I'm having a hard time understanding why I will tell gemini to create an account on some website for me or send an email. Those are usually just a tab away. That's why I feel like I'm missing something here.

wolvoleo•1h ago
Yes. I like it for deep research, that kind of thing where I'd be wading though clickbait search results for hours.

But for regular browsing? I don't see the point.

lmm•1h ago
Maybe you're only using well-designed sites? Try making a booking with a Chinese airline and you'll quickly wish for an assistant to delegate it all to.
shakna•1h ago
If you struggle, then an agent will probably fail.
ares623•1h ago
Will it matter if you can’t tell?
samrus•58m ago
Yeah. Because you'll think you have a flight to beijing when you dont
ares623•48m ago
Oh yeah that bit lol
dzjkb•19m ago
funny you say that, I was literally just booking a flight with air china yesterday and the UX was 10x better than the average wizzair/ryanair experience - a clear, readable UI (with a great table comparison of prices +-3 days from the selected dates), no ads, no random services getting pushed in your face, no booking tabs automatically opening in the background
jsnell•1h ago
Basically none of their examples are just "browse a page"? They're multi-step tasks combining data from multiple pages.

Like the first example in the demo carousel (the Y2K party) starts from a photo and a prompt of roughly "buy the props needed for replicating this photo from Etsy". It first analyzes the image in the current tab, identifies a bunch of things to buy, searches for them on Etsy, customizes the orders, adds them to the shopping basket, and then asks for a confirmation to actually send an order.
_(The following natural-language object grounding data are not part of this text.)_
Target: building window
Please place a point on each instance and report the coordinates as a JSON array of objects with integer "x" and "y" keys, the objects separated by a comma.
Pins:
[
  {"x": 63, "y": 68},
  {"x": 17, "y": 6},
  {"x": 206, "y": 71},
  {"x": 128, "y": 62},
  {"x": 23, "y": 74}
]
The second one auto-fills a form with a couple of dozen fields from the data that's in a pdf in another tab. (And in the fiction of a demo, presumably a pdf that's you already had around, not one that you made just for the purposes of using it to auto-fill the form.)

I'm not the target market for this: automating a browser with my credentials is just too scary, but I can certainly see the utility. There's a huge amount of tasks taking a minute or two are not worth creating bespoke automation for but that are also pretty mechanical processes.

bandrami•1h ago
I feel that way about IDEs too, though. My text editor has snippets, my file manager shows me what files are where, and my terminal lets me run programs. Why it's important to people that these functions to be grafted into a single window escapes me.
__loam•41m ago
Allowing anyone to edit someone else's images from the browser with an AI model is deeply evil stuff.
7bit•38m ago
All I ever wanted my entire life. I feel whole again. Thank you Googool
omnifischer•35m ago
I wish this executive (author of that post) https://xcancel.com/laparisa?lang=en will show their browser in REAL LIFE everyday use. Really do they use it?
stingraycharles•56s ago
Looks like they may be using it to write their tweets?
dz0ny•34m ago
Only PMs at Google need this. They still don't get how AI is used...
testycool•32m ago
I do hope we get vertical tabs before that, though.
samhh•29m ago
It’s already available behind a flag IIRC.
rs_rs_rs_rs_rs•32m ago
Gee thanks, now I have a big Ask Google buttong in the url bar but only on Youtube for some reason, how can I disable it? Could not figure how to disable like the others.
ed_mercer•16m ago
> We’re also bringing the creative power of Nano Banana directly into Chrome, allowing you to transform images on the fly without needing to download and re-upload images or open another tab.

Are there really people who are like "Man, if only I could this straight in Chrome" ? Is this something worth bloating a browser (further) with?

sssilver•11m ago
I think Google PMs would respond by saying that nobody in 2007 was like "Man, if only I could get rid of the physical keyboard on my smartphone".

You know, the whole "faster horse" argument.